Eftilagimod alpha was demonstrated to be safe and well tolerated. Treatment-emergent AEs (TEAEs) included dyspnea, asthenia, decreased appetite, cough, anemia, and fatigue. Local injection site reactions were seen in 20.3 % of patients and rated as grade 1 in almost all cases; no grade ≥ 3 events were reported. Treatment-related grade ≥ 3 TEAEs occurred in 10.5 % and led to discontinuation in 9.6 %. The most common AEs with possible immune etiology were diarrhea (any grade, 15.8 %), hypothyroidism (8.8 %), hyperthyroidism (5.3 %), and pneumonitis (3.5 %). No cytokine release syndrome was observed. In their conclusion, the authors noted that eftilagimod alpha plus pembrolizumab showed encouraging efficacy in first-line, PD-L1–unselected patients and warrants late-stage clinical investigation.

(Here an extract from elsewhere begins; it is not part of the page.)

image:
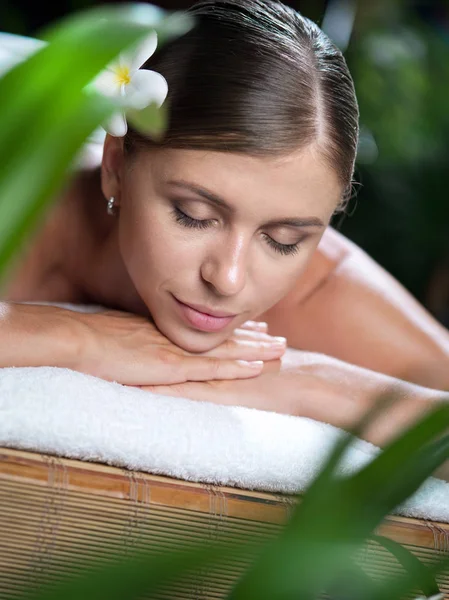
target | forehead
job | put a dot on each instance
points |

COSMIC-021: cabozantinib alone and plus atezolizumab

The combination of the multikinase inhibitor cabozantinib and the anti-PD-L1 antibody atezolizumab has demonstrated encouraging clinical activity in immunotherapy-pretreated patients included in the phase IB COSMIC-021 study [4]. Outcomes for the combination in the expanded Cohort 7 and for cabozantinib alone in Cohort 20 were reported by Neal et al. [5]. COSMIC-021 enrolled a population with stage IV, non-squamous NSCLC and radiographic progression on or after one immune checkpoint inhibitor administered for metastatic disease. The patients had been treated with ≤ 2 prior lines of systemic anticancer therapy. In Cohort 7, cabozantinib 40 mg QD was administered together with atezolizumab 1,200 mg Q3W (n = 81), while Cohort 20 received cabozantinib 60 mg QD (n = 31). The PD-L1 status was not available in all patients; in those in whom it was available, approximately 70 % showed PD-L1 positivity. Platinum-based chemotherapy had been administered in > 80 % of patients in both cohorts. ORR was defined as the primary endpoint.

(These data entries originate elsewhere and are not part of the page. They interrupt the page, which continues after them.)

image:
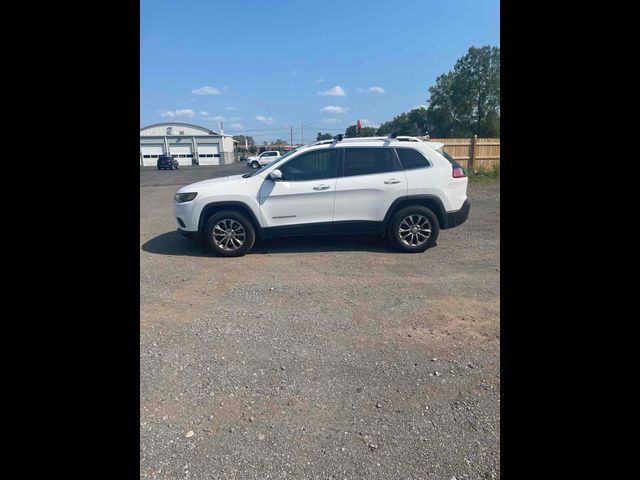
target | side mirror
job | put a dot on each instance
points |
(275, 175)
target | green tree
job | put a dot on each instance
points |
(466, 101)
(240, 139)
(323, 136)
(364, 131)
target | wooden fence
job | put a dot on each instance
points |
(472, 153)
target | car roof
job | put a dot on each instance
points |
(400, 141)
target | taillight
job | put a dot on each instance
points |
(458, 172)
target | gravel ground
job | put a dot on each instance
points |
(332, 357)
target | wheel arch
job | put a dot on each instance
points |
(432, 202)
(214, 207)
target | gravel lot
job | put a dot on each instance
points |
(332, 357)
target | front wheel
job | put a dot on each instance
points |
(229, 233)
(414, 229)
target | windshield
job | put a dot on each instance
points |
(269, 165)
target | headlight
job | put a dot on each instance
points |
(185, 197)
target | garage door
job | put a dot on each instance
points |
(208, 155)
(182, 153)
(150, 154)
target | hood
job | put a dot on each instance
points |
(229, 180)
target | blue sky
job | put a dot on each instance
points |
(265, 65)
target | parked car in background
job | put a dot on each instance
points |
(401, 188)
(265, 158)
(167, 163)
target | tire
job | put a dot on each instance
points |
(226, 220)
(410, 225)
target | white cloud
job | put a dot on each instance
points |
(334, 109)
(365, 122)
(263, 119)
(206, 91)
(336, 91)
(186, 112)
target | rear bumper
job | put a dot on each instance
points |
(458, 217)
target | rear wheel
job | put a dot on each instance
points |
(414, 229)
(229, 233)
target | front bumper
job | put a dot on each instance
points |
(188, 234)
(458, 217)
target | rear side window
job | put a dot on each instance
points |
(316, 165)
(367, 161)
(411, 158)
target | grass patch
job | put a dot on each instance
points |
(483, 175)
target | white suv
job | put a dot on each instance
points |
(398, 187)
(265, 158)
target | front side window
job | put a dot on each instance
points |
(368, 160)
(411, 158)
(316, 165)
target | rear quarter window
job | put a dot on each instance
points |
(411, 158)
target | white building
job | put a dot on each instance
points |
(189, 144)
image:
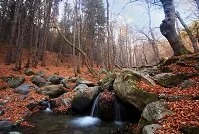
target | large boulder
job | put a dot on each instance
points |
(83, 99)
(107, 106)
(153, 112)
(38, 80)
(80, 87)
(29, 72)
(126, 89)
(6, 125)
(53, 91)
(55, 79)
(150, 129)
(107, 82)
(23, 89)
(169, 80)
(86, 82)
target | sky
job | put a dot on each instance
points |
(135, 15)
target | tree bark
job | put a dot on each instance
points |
(189, 33)
(168, 30)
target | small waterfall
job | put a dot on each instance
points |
(48, 109)
(95, 108)
(118, 119)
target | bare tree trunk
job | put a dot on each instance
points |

The combination demonstrated encouraging clinical activity, with an ORR of 19 %, a disease control rate of 80 %, median PFS of 4.5 months, and median OS of 13.8 months (Table 2). Responses were observed with cabozantinib plus atezolizumab irrespective of known PD-L1 expression. There was a trend towards improved PFS and OS in the groups with PD-L1–positive tumors and unknown PD-L1 status compared to the PD-L1–negative group. Seventy-six percent of patients experienced tumor reductions. For cabozantinib alone, on the other hand, the analysis revealed only modest activity. Six percent of patients responded, with 65 % achieving disease control. Median PFS and OS amounted to 3.4 and 9.4 months, respectively.

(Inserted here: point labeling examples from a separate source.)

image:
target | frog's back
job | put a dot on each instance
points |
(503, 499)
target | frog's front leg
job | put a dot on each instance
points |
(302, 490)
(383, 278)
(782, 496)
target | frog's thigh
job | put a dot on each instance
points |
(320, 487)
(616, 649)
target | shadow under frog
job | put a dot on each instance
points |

The safety profiles of both the combination and cabozantinib monotherapy were consistent with those previously reported. Diarrhea, decreased appetite, nausea, and fatigue occurred most commonly in both cohorts. Among adverse events of special interest, rash, liver function test abnormalities, laboratory pancreatitis and thyroid abnormalities were observed. Cabozantinib dose reductions due to AEs were necessary in 40 % and 58 % in Cohorts 7 and 20, respectively, although treatment-related AEs (TRAEs) led to discontinuation of cabozantinib treatment only in 14 % and 10 %, respectively. Cabozantinib is currently tested together with nivolumab in the phase II EA5191 trial (NCT04310007) and combined with atezolizumab in the phase III CONTACT-01 study (NCT04471428).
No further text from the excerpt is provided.